Lyssa was struggling with the pistachios, attempting to use one of her nails as a nut chisel. When her finger slipped, a pistachio shot off behind the bar, narrowly missing Jason’s face.
I reached over and took the next one out of her hand, splitting the shell easily. I passed her the shelled center and she popped it in her mouth.
“Is Noddy helping with your roof?” I asked Dad.
He had clearly lost the thread of his story; his eyes had wandered. “What?”
Lyssa wiggled happily in her seat, chewing her pistachios, and it made me grin. I reached for the little ceramic dish so I could crack some more for her.
“Noddy?” I prompted Dad, before shelling another nut and passing it to Lyssa. “That’s Dad’s best friend,” I told her. To my dad, I continued, “You know Noddy is an awful builder. You should keep him out of it.”
Dad still didn’t say anything. Neither did Dean.
I looked to the bartender for backup. “Jason, you remember the time Noddy nailed his jeans to the fence he was trying to build?”
Dean, Jase and my dad shared a look.
“What?” I asked finally. “What are you guys staring at?”
CHAPTER 12
LYSSA
Pistachios were the turtles of the nut world, and their shells were basically impenetrable for girliepops with nails.
As much as I liked Kevin, roofing was the most boring topic in the world, so I let my mind wander while he talked about his roof. Mike kept shelling pistachios for me, and I kept eating them, delighted by the novelty of a treat that was usually inaccessible. Eventually, his shelling outpaced my snacking, and a collection of shelled nuts piled up in his hand, ready for me to take.
Fun fact: Once, in a bodega, I’d grabbed a bag of pistachios only to discover when I got home that every single one was individually plastic wrapped, the most perfect metaphor of redundancy to ever exist. I’d sent a pic to my stepdad, Charles, who called his next poem “Pistachios from a Midtown Bodgea.” I’d found them in Chinatown, but the poem was about a middle-aged man grieving his youth, so he didn’t really care about the specifics.
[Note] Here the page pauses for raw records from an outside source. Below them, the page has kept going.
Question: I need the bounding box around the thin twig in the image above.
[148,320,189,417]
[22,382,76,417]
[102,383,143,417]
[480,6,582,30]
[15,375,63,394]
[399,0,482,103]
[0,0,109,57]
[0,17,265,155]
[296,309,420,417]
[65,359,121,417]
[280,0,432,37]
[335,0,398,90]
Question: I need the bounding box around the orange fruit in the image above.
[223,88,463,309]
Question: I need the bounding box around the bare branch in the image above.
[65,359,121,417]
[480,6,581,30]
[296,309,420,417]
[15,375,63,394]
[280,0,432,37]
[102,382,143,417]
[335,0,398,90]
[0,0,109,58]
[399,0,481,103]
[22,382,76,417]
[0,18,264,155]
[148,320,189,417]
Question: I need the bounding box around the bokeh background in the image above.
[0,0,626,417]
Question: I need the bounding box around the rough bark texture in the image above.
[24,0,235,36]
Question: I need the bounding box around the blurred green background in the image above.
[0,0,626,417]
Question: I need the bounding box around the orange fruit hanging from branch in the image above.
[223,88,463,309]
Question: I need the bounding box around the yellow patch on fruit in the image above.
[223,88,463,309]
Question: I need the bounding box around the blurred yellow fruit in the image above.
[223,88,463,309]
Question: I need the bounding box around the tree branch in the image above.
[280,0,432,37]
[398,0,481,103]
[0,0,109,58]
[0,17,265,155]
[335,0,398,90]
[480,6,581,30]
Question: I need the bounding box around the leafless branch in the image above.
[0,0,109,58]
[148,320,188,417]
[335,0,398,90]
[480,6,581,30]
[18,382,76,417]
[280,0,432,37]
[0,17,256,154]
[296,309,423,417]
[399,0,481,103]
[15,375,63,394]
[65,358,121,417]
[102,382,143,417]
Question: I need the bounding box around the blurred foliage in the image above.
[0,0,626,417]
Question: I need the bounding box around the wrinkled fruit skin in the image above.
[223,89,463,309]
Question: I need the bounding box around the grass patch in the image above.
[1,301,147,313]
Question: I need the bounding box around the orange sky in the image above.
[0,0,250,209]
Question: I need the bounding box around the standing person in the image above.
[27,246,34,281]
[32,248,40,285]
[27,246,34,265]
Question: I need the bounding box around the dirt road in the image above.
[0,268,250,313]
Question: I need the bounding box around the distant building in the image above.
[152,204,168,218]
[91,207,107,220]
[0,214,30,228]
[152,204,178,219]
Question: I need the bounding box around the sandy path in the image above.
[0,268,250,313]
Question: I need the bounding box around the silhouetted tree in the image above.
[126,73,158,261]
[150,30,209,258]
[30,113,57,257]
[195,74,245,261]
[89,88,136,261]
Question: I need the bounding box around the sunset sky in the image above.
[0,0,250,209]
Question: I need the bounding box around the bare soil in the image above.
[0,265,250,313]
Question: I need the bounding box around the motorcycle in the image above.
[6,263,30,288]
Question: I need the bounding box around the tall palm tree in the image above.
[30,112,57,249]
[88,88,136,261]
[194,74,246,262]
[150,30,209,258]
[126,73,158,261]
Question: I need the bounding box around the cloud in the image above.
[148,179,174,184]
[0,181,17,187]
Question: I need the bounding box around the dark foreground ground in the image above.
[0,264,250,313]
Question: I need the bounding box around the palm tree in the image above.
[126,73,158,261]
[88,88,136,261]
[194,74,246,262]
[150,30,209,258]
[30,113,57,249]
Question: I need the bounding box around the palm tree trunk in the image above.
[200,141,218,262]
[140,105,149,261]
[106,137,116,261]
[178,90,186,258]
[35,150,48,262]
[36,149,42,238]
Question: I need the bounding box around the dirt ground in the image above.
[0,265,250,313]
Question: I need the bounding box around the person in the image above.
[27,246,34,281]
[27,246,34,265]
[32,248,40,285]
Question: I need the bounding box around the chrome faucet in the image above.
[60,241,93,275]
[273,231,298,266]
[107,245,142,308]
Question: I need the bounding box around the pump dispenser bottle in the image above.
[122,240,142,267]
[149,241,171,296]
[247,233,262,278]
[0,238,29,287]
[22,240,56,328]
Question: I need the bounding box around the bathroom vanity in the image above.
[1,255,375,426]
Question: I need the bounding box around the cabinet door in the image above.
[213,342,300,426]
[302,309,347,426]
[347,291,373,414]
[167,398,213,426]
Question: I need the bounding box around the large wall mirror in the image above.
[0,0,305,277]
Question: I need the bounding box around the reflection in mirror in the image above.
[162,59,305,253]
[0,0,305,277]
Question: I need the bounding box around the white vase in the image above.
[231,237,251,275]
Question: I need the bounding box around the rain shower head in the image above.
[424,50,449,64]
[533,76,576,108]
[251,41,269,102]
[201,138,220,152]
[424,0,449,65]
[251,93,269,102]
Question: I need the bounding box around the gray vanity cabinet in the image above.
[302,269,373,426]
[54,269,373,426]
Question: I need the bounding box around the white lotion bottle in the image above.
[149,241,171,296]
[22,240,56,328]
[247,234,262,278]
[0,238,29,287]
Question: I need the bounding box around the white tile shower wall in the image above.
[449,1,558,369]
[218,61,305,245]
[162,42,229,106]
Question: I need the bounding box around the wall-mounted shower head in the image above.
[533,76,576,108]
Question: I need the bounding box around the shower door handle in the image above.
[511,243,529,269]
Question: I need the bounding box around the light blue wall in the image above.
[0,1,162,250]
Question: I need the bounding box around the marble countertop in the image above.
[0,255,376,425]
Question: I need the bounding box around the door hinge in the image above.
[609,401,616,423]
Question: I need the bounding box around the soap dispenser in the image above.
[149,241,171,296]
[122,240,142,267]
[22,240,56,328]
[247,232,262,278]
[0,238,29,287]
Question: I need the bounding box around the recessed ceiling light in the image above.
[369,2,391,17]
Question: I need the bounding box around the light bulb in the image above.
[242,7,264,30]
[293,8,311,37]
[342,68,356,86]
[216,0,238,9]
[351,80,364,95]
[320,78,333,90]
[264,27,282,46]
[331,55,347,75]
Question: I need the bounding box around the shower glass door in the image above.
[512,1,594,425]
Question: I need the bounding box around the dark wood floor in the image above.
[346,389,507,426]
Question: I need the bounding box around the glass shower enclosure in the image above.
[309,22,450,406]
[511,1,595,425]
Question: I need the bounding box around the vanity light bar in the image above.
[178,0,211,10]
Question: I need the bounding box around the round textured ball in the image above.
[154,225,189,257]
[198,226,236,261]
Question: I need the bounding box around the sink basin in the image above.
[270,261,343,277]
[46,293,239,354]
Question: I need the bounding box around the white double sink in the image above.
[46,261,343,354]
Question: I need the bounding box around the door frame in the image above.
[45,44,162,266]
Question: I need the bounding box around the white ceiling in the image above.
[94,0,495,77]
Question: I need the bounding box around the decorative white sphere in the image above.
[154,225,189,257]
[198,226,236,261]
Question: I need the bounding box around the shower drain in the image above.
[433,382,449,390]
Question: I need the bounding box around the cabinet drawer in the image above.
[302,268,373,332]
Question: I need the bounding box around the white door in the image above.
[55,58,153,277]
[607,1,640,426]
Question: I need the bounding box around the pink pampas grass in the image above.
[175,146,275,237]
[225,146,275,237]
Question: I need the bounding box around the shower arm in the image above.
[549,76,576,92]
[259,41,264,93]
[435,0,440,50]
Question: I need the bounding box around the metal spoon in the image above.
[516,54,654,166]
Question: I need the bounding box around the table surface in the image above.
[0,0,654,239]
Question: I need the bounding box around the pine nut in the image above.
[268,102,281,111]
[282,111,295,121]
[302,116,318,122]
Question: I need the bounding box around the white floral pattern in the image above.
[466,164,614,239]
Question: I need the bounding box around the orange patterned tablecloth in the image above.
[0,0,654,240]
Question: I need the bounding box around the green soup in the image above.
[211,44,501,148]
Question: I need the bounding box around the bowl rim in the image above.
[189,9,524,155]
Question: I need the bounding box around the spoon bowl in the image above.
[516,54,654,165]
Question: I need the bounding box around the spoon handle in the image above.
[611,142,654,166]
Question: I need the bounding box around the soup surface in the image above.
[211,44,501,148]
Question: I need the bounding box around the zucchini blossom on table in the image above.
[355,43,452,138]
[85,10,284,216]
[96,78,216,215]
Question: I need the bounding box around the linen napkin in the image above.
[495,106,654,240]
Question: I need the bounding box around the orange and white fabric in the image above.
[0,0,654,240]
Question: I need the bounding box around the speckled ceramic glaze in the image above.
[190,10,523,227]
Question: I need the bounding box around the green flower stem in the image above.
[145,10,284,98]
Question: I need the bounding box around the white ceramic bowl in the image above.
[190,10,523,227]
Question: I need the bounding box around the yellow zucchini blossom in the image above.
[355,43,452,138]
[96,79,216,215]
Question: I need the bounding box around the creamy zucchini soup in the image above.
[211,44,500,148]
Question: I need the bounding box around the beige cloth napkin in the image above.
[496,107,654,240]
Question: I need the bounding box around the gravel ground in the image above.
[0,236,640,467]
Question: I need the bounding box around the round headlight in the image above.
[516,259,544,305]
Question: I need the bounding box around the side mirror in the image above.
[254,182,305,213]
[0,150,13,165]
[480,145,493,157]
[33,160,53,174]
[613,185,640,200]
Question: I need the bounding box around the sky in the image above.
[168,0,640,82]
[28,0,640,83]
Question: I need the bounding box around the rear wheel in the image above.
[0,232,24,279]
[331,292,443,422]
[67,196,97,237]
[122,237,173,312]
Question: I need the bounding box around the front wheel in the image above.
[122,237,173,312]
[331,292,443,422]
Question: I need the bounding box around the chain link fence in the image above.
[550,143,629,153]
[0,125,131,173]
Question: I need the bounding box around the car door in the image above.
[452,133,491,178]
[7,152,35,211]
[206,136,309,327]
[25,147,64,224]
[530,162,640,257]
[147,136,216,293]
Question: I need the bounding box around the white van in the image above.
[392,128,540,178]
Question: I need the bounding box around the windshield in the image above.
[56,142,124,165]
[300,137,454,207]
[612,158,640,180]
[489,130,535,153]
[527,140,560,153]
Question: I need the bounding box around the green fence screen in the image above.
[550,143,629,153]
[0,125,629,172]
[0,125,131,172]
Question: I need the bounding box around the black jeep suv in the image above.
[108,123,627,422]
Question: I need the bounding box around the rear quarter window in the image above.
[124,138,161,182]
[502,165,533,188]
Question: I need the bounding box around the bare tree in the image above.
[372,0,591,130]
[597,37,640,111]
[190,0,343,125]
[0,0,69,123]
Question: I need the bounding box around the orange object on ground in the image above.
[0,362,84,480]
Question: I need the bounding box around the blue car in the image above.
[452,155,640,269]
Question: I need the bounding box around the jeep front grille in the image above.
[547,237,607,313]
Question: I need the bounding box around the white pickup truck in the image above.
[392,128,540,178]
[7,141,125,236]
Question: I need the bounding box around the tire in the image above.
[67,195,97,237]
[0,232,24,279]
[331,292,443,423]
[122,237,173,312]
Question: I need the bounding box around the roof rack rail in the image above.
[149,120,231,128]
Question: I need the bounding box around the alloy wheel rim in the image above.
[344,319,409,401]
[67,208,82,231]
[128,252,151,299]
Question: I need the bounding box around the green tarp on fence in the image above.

Belatedly I realized Dean and Kev were staring as Mike shelled nuts for me and I froze with a pistachio halfway to my lips.
“What?” Mike was saying, seemingly completely unaware that I was literally eating out of his hand.
“Pistachio?” I said brightly, pushing Mike’s cupped hand toward his dad and Dean, like he was some kind of human buffet.
They shook their heads.
Mike, still seemingly oblivious about how intimate it was to feed me like this, tossed the remaining nuts into his mouth and dusted his hand off on his jeans.
“Nothing,” Dean said.
“Yeah, nothing.”
Mike shrugged this off, and didn’t see his dad and friend swap a knowing look with Jason behind the bar, who looked like someone had just given him ten free puppies.
My cheeks were on fire.
The conversation turned to the touch rugby game yesterday. Kev told Dean about Mike punching Oz. Dean didn’t look surprised, but he did seem to find it interesting that Mike didn’t want to say why he’d done it.
It made me feel weird to know something that Mike didn’t want to tell his family, and weirder still that it had been about me.
I was trying very hard not to think about yesterday—not the embarrassing cheer and definitely not what had happened in the car afterward, when Mike had gone down on me on the side of the road and I had been so close to orgasming that I still felt physically pained when I thought about it.
Okay fine, I was thinking about it.
Constantly.
In bed last night, emboldened by the cover of darkness, I’d thrust my hand between my legs to search out the feeling Mike had sparked. I was wet just remembering what had happened, and it should have been easy to reach that same peak, but I was too frantic, too desperate, and ultimately way too sensitive. The pleasant shaking feeling eluded me, and so I gave up, feeling even more frustrated than when I started.